No offense, but there are sooooo many things that compete for your dog's attention daily, especially out on walks. You may be lower on your dog's "Interesting List" than you might think.
Admire Your Dog From An Evolutionary Viewpoint
Succeeding in an ever-changing environment is a strength of dogs as a species. Their job as a species is to find food, avoid being eaten, avoid injury/disease, and live long enough to reproduce. In our modern pet-dog world, many of these skills aren't used in the same way for free-roaming dogs. But these evolutionary truths are still at work in your dog's DNA.
Embrace Motivation and Payoffs
We may want our dogs to do what we want just because it's easier for us, or because we're the humans and they're the dogs. This attitude will get us nowhere.
Dogs need motivation and payoffs for doing what humans want instead of what they want.
Behavior is expensive. Dogs are constantly asking themselves, "Is this worth doing right now?"
Behavior is not 100%. We can never guarantee that a dog will do something. However, the more times a particular behavior pays off, the more likely a dog will repeat it.
How-To: Start Getting Your Dog's Attention
Grab some treats. Start by working with your dog inside when it's quiet.
When your dog is nearby, say their name*. Feed them a treat, even if they don't look at you. Repeat 10 times. Do this for a few days.

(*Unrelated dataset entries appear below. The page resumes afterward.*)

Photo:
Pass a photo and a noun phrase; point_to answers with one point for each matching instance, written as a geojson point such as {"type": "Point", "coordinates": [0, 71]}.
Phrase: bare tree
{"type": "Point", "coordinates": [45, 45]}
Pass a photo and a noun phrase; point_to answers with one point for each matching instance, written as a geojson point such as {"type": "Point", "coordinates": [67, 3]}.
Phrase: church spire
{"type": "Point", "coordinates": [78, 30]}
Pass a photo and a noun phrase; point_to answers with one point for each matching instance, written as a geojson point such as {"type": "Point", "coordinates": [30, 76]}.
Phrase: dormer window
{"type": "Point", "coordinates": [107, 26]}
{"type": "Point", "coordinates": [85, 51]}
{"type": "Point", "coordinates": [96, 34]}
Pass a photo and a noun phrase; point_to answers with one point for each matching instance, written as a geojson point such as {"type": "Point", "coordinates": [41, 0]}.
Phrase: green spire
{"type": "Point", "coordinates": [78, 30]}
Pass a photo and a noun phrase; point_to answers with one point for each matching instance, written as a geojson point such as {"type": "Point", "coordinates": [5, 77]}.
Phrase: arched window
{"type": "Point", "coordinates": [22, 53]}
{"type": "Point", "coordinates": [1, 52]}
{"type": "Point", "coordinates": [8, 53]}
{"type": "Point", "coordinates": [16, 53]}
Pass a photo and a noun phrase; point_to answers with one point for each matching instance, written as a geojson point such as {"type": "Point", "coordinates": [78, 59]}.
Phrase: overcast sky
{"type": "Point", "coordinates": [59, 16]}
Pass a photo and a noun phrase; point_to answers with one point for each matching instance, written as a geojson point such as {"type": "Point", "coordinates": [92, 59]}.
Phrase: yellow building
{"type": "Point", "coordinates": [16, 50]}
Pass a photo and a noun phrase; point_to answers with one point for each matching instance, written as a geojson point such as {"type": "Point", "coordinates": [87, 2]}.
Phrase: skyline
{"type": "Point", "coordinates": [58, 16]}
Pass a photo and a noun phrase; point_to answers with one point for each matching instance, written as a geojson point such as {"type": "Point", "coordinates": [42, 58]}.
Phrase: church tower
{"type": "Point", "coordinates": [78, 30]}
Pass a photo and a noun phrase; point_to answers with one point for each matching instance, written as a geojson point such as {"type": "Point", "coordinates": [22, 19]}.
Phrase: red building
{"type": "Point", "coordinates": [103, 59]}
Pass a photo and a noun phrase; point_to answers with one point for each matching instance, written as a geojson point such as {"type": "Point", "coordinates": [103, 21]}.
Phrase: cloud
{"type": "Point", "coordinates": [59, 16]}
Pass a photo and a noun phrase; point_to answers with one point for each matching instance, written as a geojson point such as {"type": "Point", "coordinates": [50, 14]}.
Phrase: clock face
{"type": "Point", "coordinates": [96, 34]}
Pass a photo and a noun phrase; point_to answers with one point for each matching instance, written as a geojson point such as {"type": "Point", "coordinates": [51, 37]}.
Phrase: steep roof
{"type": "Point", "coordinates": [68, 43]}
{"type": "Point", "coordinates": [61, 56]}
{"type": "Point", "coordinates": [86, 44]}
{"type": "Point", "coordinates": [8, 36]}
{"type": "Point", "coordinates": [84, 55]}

Now, say their name, and wait for an indication they're interested. They may look up, stop what they're doing, or come close to you. Give them a treat. Repeat 10 times.
As the training progresses, start waiting until they are really paying attention before giving the treat. Once you're successful inside, try it outside in a quiet location.
*You may prefer to use a cue like "Check-In" or "Look" instead of their name., especially if people in your household use their name often without payoffs.